When The Indian Olympic Association Backed Out On Our Own Medal Winning Athlete

Posted on October 8, 2014 in Sports

By Shreya Sharma:

Biased judgements and unjust decisions have made headlines time and again. What is not seen that often, though, is the courageous refusal of a lady to silently accept this injustice.

Sarita Devi

On 30th September 2014, L. Sarita Devi went into the semi finals of the Asian games, against South Korean wrestler Park Jina. Fighting in women’s lightweight category, Sarita was clearly the dominant player throughout the game. Disappointment dawned upon Sarita and her supporters when Park was declared winner by the judges, after the game. What followed was even more disheartening. When the athlete requested the Indian Olympic Association (IOA) for the $500 fee needed for filing a case against the judgement, IOA refused. Sarita had to borrow the required amount from her coach, Lenin Meitei, and an Indian journalist. The protest request, however, was immediately ruled out by the judges. What we saw that day was the unjust and biased decision by the judges pitted against IOA’s shameful act of distancing itself from the athlete.

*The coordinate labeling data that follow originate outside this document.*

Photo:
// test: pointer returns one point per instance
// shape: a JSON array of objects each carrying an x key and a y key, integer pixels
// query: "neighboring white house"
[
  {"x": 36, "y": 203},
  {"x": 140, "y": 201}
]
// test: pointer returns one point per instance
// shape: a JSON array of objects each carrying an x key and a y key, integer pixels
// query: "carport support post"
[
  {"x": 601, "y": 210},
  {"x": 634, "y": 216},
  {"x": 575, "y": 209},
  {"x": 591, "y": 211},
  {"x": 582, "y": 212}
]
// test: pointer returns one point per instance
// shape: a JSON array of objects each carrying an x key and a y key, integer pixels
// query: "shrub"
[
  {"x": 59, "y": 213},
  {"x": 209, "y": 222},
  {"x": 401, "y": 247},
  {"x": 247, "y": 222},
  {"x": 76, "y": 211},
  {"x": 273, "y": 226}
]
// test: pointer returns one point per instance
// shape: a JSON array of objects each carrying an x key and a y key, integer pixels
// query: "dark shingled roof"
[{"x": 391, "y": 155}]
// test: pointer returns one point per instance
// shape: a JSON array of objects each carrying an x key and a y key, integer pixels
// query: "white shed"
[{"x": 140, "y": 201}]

The next day, at the prize distribution ceremony, Sarita chose to openly refute the decision of the judges. She refused to accept her bronze medal, handed it over to the silver medal holder, Park, and left the podium in tears. The act of this tearful rebel has been criticized by some, and appreciated by some others. We should ask ourselves — when was the last time we heard of a sportsperson staging such a protest? When was the last time we cared to question the IOA? When was the last time a sportsperson put his/her career at stake so that the future generations don’t have to face the brutalities he/she faced in this field? It is hard to recall a name.

In 1968, Tommie Smith and John Carlos, two black American athletes, offered a ‘black salute’ as they stood on the podium as winners at the Mexico Olympics. Sarita has done something equally impactful. Would the scenario have been different if Sarita were a top notch, well known player? Would the people have taken her more seriously had she been a male? Would her protest change the dynamics of the way people look at sports associations and sports forums? These are the questions which Sarita has left for us to unfold.

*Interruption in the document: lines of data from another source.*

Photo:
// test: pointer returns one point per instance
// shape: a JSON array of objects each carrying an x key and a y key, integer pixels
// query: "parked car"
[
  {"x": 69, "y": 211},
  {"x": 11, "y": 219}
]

Sarita’s case is not the sole case of bias at the 2014 Asian games. A similar tragedy was faced by L. Devendro Singh, another boxer from India who fought against a South Korean opponent. Also, this is not the first case of IOA’s unexpected behaviour against their own players. Former track ace PT Usha and present boxing champion Mary Kom have also recounted their tales of being ill-treated by the Indian officials.

Sarita’s defiance can be seen as a shout out to the world that Indians don’t just go to participate in events, they go to earn respect for their hardwork. The respect and the recognition being denied will no longer be accepted as sheer fate. A sore loss would be chosen over sporting an unjustified loss. The Indian Olympic Association needs to see sportspersons as more than mere tickets for travelling abroad. What does the Association stand for, if not for supporting its own players? The International forums need to play fair if they wish to sustain their respect. Till when will they be able to sustain their credibility if repeated cases of biases take place?

Sarita did her part by taking a stand at the podium. Whether this protest makes any difference or not, lies in our hands.